Of course it is always going to be good to get out into the countryside and challenge myself with a climb on the hills, plus there is the challenge of exploring somewhere different and the joy of new discoveries made (like hill figures) and sights seen. Also there is going to be a sense of achievement from completing a long distance path, even if it is in short sections.

However most of this I could get much closer to home, there are lots of places much closer than Kent that I haven’t really explored fully. But is it worth me going walking in Kent?

When I ask “is it worth it?”, what I have at the back of my mind whether it is benefiting my family history in any way, which I can use to justify my walk. I would have to answer with a definite “yes”.

I have quite a bit of research to do in Kent, several branches of my family tree are stretching into Kent, and it is a county of which I have virtually no experience and if anything an aversion to researching in.

What I am finding with these walks is that I am getting a good feel for the county. Although I am only seeing a small part of the county, I am starting to build up a picture of the landscape, the locations of the larger towns, the transport links between them and the natural features (rivers and hills) that have shaped the county and the people who have called it home.

This walk is helping me get my bearings, from what I have seen so far the Kent landscape is very similar to that of Sussex. I expect I will find that Kent has more of a nautical history than Sussex, but really they are not that different.

So I think this walk is proving quite useful, although there is very little direct connection with my family history, it is helping me find my own way into Kent, convincing me that it is not something that I need to be afraid of. I just need to go armed with good map to guide me.

North Downs Way: Wrotham to Halling

15 May

Today my friend Chris and I completed another section of the North Downs Way. Today’s route took us from Wrotham along to Halling, both in the county of Kent.

View from the North Downs near Wrotham Water, Kent

The actual distance along the North Downs Way was about seven miles, but on top of that there was about a mile and a half at each end, to and from the railway station to reach the North Downs.

This is one of the furthest sections of the route from my home, so it took me almost three hours to the starting point (Borough Green & Wrotham station). Things should start improving next time when we turn the corner and start heading south again.

The weather was pretty good today. At the start there was a clear sky and bright sunshine, but it didn’t last and the sky clouded over in the the afternoon, looking like it could rain any minute, but it was still warm enough for walking in a short-sleeve shirt and shorts.

Overall the walk was not particularly outstanding. There were some quite impressive views to the south and east, but again it was hazy in the distance. There were a couple of quite challenging climbs, but on the whole the route was pretty flat.

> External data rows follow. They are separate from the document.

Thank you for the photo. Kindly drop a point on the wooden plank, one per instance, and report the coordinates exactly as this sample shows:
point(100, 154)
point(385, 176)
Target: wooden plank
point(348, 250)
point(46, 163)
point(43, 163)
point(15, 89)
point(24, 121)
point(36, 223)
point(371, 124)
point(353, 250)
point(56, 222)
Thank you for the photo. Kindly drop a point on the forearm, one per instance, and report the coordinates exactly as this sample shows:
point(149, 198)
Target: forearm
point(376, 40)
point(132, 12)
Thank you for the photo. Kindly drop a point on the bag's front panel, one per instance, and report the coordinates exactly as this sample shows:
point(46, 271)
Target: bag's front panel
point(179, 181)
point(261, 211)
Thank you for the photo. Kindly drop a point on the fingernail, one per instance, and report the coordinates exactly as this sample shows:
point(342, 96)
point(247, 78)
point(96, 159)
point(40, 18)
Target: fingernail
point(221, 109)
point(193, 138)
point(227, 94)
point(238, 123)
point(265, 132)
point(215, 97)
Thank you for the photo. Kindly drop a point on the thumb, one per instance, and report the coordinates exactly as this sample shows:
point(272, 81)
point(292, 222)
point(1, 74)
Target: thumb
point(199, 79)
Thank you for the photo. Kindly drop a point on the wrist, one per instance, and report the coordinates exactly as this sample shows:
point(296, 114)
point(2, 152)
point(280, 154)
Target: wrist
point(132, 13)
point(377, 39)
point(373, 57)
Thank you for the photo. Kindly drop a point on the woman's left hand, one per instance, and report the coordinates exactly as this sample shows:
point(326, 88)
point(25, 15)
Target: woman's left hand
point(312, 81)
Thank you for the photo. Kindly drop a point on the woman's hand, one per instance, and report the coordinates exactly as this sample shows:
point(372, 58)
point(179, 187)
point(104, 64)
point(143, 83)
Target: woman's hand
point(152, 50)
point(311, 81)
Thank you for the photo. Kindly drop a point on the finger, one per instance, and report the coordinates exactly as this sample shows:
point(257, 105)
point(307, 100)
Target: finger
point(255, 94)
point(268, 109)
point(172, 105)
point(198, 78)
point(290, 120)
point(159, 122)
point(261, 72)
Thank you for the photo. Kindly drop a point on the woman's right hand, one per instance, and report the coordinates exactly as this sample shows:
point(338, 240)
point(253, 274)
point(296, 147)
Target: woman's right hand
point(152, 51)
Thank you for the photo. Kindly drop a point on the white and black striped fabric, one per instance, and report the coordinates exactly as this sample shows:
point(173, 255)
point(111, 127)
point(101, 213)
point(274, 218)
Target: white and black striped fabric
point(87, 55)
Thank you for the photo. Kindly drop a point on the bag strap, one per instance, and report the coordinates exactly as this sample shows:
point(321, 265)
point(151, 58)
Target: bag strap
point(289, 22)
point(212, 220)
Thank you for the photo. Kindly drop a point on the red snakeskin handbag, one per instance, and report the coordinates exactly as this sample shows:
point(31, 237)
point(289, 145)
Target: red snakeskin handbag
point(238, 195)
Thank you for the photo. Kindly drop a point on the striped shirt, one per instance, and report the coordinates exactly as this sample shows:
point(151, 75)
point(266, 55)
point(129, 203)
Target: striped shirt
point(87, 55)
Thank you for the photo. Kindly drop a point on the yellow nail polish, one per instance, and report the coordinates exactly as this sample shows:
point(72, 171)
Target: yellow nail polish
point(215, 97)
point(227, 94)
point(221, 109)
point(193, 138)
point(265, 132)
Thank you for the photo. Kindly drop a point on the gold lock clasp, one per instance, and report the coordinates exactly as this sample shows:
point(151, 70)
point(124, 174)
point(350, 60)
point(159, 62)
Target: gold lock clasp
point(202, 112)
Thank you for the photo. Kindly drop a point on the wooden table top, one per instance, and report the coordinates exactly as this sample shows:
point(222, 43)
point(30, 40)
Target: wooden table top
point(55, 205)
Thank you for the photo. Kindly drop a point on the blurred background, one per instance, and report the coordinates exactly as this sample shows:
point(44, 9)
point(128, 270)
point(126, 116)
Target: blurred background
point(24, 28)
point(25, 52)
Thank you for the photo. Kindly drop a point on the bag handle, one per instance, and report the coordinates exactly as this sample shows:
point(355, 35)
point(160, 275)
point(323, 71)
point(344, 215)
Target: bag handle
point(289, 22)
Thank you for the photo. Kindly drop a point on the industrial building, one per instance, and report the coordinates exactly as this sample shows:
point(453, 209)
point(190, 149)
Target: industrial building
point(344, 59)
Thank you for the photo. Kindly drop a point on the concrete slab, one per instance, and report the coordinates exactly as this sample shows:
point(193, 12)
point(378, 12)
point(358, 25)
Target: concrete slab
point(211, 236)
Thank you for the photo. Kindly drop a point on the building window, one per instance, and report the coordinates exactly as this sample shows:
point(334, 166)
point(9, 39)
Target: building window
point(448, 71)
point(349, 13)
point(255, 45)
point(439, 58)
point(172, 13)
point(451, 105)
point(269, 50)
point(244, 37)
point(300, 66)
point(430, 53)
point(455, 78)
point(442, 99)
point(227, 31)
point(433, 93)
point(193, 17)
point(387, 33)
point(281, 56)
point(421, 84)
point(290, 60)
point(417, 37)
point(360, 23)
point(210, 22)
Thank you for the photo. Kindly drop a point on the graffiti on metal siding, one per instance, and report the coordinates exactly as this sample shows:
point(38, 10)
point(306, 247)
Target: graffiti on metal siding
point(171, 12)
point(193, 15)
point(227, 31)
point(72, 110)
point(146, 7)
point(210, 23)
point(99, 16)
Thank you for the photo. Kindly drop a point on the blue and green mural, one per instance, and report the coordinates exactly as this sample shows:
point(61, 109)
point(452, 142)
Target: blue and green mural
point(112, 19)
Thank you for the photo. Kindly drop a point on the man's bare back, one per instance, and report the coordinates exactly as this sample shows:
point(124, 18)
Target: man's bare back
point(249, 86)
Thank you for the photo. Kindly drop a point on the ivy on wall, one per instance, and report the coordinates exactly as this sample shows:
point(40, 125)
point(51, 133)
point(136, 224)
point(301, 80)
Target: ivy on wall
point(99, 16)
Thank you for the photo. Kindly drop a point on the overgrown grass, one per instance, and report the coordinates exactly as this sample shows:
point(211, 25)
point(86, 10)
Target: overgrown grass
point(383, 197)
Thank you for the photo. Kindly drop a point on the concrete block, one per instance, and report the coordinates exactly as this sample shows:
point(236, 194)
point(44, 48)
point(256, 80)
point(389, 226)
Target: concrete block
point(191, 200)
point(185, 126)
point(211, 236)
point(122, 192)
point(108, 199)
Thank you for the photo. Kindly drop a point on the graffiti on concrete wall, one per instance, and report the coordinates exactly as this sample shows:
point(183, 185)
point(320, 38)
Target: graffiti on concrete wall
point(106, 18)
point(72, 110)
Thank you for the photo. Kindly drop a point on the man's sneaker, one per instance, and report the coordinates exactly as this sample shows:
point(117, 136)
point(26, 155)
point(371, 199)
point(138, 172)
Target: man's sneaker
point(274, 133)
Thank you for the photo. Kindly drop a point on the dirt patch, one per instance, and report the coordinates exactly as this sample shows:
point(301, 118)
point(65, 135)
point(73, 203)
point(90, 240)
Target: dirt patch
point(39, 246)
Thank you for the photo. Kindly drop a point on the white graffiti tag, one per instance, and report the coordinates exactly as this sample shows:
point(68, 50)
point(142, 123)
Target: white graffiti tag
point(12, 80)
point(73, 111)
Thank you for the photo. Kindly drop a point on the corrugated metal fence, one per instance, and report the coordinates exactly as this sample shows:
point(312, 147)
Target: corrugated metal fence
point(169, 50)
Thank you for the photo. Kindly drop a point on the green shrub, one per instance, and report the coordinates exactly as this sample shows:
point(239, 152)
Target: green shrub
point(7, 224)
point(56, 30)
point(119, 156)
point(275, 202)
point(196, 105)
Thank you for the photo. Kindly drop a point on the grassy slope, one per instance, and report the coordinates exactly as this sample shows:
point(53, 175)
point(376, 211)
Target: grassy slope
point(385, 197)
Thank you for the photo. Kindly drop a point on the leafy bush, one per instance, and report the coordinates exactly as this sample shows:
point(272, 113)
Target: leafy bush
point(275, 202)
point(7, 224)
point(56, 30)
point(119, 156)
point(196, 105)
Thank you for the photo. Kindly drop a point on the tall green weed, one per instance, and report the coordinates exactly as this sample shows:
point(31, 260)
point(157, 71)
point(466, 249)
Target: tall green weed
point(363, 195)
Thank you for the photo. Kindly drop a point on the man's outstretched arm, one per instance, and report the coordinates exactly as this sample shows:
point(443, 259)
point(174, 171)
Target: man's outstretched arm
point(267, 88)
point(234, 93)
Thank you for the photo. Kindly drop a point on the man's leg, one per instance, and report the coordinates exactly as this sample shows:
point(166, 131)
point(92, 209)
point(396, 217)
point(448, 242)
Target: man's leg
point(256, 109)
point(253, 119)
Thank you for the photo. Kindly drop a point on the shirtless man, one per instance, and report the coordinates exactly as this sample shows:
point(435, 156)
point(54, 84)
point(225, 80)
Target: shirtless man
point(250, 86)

Sheep at the foot of the Downs

Apart from a few sheep grazing at the foot of the Downs east of Wrotham (see above) there was not a lot of interest along the route, either that or we missed it all. One thing we wouldn’t have missed were the flies that seemed to be lining the route. It might be that they had just hatched, but they really were a real pain at times and many of my photos are ruined by black dots scattered across them.